Nanotubes are commonly made from carbon and comprise graphite sheets seamlessly wrapped into cylinders. Nanotubes can be single-walled or multi-walled. Single-walled nanotubes (SWNTs) comprise single cylinders and represent nearly ideal one dimensional electronic structures. Multi-walled nanotubes (MWNTs) comprise multiple cylinders arranged concentrically. Typical dimensions are 1-3 nm for SWNTs and 20-100 nm for MWNTs.
Nanotubes can be either metallic or semiconducting depending on their structure. Traditional nanotubes are contaminated by metallic catalyst, which serve as root of grown nanotubes.
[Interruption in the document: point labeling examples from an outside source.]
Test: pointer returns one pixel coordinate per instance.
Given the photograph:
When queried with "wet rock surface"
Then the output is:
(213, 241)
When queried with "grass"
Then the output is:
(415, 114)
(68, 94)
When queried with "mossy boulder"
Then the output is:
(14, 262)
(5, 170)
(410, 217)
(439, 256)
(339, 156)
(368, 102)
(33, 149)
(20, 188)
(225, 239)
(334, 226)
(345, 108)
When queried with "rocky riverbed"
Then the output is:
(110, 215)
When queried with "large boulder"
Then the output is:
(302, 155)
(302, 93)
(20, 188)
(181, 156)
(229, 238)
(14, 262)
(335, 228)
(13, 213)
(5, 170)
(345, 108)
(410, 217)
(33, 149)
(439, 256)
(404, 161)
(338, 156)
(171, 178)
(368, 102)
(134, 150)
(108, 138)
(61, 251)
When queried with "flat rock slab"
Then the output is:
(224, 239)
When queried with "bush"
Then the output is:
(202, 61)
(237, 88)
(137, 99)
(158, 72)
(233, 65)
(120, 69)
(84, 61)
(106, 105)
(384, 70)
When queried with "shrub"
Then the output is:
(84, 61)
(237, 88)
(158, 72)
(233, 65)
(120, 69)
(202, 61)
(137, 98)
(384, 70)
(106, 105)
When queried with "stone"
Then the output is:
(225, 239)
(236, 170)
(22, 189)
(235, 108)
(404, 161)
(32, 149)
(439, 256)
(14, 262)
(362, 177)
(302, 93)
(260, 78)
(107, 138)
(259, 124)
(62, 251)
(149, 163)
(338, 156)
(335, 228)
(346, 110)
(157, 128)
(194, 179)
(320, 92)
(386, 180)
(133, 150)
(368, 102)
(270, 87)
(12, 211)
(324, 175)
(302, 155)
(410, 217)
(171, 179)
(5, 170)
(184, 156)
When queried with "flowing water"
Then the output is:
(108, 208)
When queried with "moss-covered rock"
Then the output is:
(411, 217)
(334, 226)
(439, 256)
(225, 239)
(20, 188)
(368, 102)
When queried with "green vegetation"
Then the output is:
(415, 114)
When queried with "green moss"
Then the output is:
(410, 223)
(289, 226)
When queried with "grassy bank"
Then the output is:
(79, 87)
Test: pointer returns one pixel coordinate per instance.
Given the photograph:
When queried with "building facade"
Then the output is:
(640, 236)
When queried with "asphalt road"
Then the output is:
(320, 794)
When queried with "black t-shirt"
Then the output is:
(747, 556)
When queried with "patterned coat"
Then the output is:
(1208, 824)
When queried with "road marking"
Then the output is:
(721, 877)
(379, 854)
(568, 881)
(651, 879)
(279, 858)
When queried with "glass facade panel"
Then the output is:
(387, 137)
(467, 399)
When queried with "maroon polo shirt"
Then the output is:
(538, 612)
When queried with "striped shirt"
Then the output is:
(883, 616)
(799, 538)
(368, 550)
Traditional nanotubes are contaminated by metallic catalyst, which serve as root of grown nanotubes. Additional processes are needed to purify the as grown CNTs. This is a slow process and requires special training. Currently, researchers are focused on the slow, post-growth purification process.
In addition, another challenge facing nanotube synthesis today is that all methods result in a heterogeneous mixture of different nanotube diameters and chiralities. More specifically, all known synthesis methods results in a mixture of (n,m) indices, where (n,m) describes the crystal structure of the nanotubes. Both semiconducting and metallic nanotubes are present in the mixture. Of the semiconducting nanotubes, different diameters lead to different band gaps, affecting the electronic properties.
Thus, it is desirable to provide a method of nanotube systhesis that results in a homogeneous mixture of nanotubes having the same diameters and chiralities, and avoids the slowness and the impurities or defects that are usually encountered with the process for as-grown carbon nanotubes.